Metis graduate Yong Cho currently works as a Data Scientist at GrubHub, the food delivery company responsible for countless delicious meals delivered to my Brooklyn apartment. We caught up with Yong this week to ask about his role at GrubHub, his time at Metis, and his advice for current and incoming students.
Metis: Tell me about your background. How did you become interested in data science?
Yong: I've always been a numbers guy, as long as I remember, but it was really when sports analytics, and particularly NBA data, started becoming mainstream over the past couple years that I really found myself delving into the data head first during my free time and enjoying it more than my day-time profession (bond trader). At some point, I realized I'd love to get paid for the kind of data work I enjoy doing. I wanted to develop an in-demand skill set in an exciting up-and-coming field. That led me to data science and to me writing my first line of code, which happened last March.
Metis: Describe your current role. What do you like about it? What are some challenges?
Yong: As a Data Scientist on GrubHub's Finance Team, I'm applying my data visualization and data science skills in a wide range of projects, but all things that have an impact on driving business decisions. I love that I've been able to already learn of ton of new technical skills in just a short few months, and that my supervisors are constantly making sure I'm working on things I'm excited about, helping me grow from a career perspective. The fact that there are many more experienced data scientists here also has really helped me learn. Going off that note, something that was challenging at first was overcoming the initial awkwardness/imposter syndrome, feeling like I would ask the more experienced guys here what could potentially be perceived as dumb questions. I know there's no such thing, but it's still something that I think many people struggle with, and something that I think I've definitely gotten much better at while at GrubHub.
Metis: In your current role, what aspects of data science are you using regularly?
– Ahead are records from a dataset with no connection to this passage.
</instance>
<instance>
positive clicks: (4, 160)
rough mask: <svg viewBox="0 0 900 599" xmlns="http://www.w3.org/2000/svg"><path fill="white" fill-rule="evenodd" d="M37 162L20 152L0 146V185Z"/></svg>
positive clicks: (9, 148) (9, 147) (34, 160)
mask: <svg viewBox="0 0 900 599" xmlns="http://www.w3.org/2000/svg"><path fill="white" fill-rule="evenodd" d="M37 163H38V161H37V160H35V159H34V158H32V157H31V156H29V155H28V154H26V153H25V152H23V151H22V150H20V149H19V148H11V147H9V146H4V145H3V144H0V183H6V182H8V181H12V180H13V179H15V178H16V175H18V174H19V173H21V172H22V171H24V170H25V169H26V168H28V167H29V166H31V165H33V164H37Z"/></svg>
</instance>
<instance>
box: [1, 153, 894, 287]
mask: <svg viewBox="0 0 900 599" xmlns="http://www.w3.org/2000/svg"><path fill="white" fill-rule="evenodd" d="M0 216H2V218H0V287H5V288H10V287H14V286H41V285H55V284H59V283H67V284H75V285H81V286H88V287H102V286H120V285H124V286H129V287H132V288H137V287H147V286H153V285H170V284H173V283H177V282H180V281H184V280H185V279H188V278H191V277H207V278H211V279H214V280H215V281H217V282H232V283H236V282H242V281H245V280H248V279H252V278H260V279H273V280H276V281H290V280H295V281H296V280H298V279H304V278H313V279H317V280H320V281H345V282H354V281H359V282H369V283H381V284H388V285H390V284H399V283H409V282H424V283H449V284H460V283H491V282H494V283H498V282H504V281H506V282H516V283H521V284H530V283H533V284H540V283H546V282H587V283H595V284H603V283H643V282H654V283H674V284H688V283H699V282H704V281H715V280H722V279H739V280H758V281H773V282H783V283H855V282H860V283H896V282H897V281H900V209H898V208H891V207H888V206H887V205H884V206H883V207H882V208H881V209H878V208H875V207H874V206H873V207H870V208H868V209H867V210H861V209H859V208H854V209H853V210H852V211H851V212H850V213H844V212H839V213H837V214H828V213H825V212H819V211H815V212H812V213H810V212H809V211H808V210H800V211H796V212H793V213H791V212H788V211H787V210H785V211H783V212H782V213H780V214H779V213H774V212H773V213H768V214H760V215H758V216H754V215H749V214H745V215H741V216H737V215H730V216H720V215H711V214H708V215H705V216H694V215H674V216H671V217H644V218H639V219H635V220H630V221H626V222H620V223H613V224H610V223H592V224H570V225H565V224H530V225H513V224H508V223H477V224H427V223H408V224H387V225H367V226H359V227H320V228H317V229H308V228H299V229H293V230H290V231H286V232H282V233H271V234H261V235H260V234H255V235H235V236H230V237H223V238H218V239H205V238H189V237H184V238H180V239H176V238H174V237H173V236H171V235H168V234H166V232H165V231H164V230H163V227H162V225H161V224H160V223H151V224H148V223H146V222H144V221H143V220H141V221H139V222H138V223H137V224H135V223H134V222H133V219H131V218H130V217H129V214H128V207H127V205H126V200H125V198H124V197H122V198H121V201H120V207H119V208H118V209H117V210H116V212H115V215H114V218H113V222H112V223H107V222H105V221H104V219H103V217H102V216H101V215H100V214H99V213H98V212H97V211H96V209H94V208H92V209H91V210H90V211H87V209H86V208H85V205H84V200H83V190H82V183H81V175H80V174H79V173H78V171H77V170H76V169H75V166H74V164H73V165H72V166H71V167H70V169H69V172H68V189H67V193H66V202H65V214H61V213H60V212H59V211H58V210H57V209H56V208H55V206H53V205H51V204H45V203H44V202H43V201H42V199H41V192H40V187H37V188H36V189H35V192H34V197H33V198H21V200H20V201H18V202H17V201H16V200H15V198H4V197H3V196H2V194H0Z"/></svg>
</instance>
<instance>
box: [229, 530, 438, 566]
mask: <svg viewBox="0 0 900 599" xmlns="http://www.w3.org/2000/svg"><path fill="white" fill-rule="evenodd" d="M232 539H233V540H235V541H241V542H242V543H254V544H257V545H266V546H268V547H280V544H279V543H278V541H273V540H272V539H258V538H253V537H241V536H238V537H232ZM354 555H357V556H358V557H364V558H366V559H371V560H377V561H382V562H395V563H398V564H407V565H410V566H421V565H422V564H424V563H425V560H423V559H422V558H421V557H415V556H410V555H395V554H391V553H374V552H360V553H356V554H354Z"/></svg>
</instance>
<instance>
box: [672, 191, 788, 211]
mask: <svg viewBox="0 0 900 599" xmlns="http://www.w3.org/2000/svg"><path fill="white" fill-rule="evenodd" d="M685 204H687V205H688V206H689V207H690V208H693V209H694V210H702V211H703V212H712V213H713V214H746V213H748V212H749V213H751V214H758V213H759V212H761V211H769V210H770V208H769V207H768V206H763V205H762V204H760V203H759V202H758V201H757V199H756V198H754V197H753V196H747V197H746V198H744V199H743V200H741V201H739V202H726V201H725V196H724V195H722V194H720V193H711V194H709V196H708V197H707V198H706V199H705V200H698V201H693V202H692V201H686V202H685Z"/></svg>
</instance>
Yong: One of my favorite parts of this job is that I'm not restricted to one niche of data science. We focus on quick deliverables and break even long-term projects into smaller chunks, so I'm not stuck doing one aspect of data science for weeks or months on end. That being said, I'm doing a lot of predictive modeling (yay scikit-learn!) and quick ad-hoc analysis with SQL and pandas, in addition to learning about larger data science platforms and honing my skills in data visualization (AngularJS, Tableau, etc.).
Metis: Do you think the projects you did at Metis had a direct impact on your finding a job after graduation?
Yong: I definitely think so. Whenever talking to a data scientist or hiring company, the impression I got was that companies hiring for data scientists were really, more than anything, interested in what you can actually do. That means not only doing a good job on your Metis projects, but putting it out there, on your blog, on github, for everyone (cough, cough, potential employers) to see. I think spending a good amount of time on the presentation of your project material (my blog definitely helped me get many interviews) was just as important as any model accuracy score.
Metis: What would you say to a current Metis applicant? What should they be prepared for? What can they expect from the bootcamp and the overall experience?
Be pro-active: That means reaching out for informational interviews even before going to Metis, networking at various Meetups, and emailing former Metis grads for tips and resources. There are a lot of opportunities in data science, but also more and more people who are becoming qualified, so go the extra mile to stand out.
Ya gotta have grit: If you really want to get the most out of Metis, know that you'll have to put in late hours almost every night and live and breathe this stuff. Everybody at Metis is incredibly driven, so that's the norm, but if you want to excel and get a great job quickly post-Metis, be willing to be the one putting in the most hours and going that extra mile. Know that you have to pay your dues (most likely in the form of timeless hours on Stack Overflow), and don't relent at the first hurdle you come across, because there will be those on a daily basis, both at Metis and your data science job. A data scientist = a really good Googler.
Have fun: In the end, the reason we all joined Metis is because we love this stuff. Metis is probably the hardest I've worked over a 12-week span, but also genuinely the most educationally interesting 12-weeks I've had from a learning standpoint. If you're genuinely invested in your subject matter, as well as the skill-set you're learning, it'll show.